Want to avoid adding to the mountains of quickly forgotten plastic toys this Christmas?
Here’s some factors you should keep in mind to make a child’s gift truly worthwhile this festive season.
According to Leon Straker, a professor at Curtin University, it is important to stay away from the latest craze and stick to old favourites.
“The expectation is from children, and society, that we buy toys … for children, and I think that’s fine,” he told ABC Radio.
“But I think parents can really help children in being careful in what they are buying, and not just buying something because it is quick and easy.
“One of the fantastic things about children is that their bodies and their brains respond to the experiences that they have.
“So as parents and friends and relatives that are buying toys for children at Christmas, we need to be thinking about buying things that are going to help them build strong bodies and minds.”
Keep it simple
Toys that are complicated and have to be played with in a specific way may delight at first but don’t always offer opportunities to use the imagination and therefore may not occupy children for long.
“[Go] for a toy that is open-ended so it is up to the child to make a creative, imaginative game with the toy,” Professor Straker said.
“If they are unrestrained by what the packaging says they should do with the toy, that helps kids with their imagination.”
Toys belonging to TV or movie franchises can fit the bill, sometimes.
“Franchises are fine if kids are living in that imaginative, character world, that’s great, but look for something that gives them opportunities to make things and do things that aren’t constrained by what the franchise delivers,” he said.
Make it social
Some toys offer an opportunity for children to learn to play with others and develop their social skills.
“The other thing for families and friends to really look for in toys is something that the child can do with somebody else,” Professor Straker said.

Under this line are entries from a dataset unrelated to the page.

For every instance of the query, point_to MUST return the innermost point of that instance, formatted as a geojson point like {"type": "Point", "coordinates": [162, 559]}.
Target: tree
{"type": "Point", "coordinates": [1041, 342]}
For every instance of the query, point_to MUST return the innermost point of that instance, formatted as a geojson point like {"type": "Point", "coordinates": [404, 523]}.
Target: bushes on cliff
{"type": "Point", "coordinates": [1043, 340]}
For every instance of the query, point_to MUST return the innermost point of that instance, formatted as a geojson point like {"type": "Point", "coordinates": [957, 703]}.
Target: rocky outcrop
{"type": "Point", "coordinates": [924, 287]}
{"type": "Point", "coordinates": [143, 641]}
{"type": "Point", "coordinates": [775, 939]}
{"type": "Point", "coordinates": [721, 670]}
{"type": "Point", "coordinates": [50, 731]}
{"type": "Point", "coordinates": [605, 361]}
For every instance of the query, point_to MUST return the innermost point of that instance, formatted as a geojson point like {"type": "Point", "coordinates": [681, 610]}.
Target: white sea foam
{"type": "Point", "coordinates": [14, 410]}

“Playing with children is a really important part of the child growing up … understanding social interaction and having fun with other people.”
Also, look for toys that can also allow parents to play with their children from time to time.
“Every now and then, get down on their level and ask them if they would like you to play; that gives them that control.
“Then ask them what they are doing, what character would they like you to be, and ask can I build something with you?”
Work on motor skills and hand-eye coordination
Cricket sets, soccer balls, painting sets and wooden puzzles are old favourites and may still be the best picks this Christmas according to Professor Straker.
“Look for things in a physical sense that help them with their hand-eye coordination and fine motor skills,” he said.
“Also toys that influence how a child moves around and help them kick, catch and throw.
“Some of the really simple things are the ones that actually give the child the most opportunity.”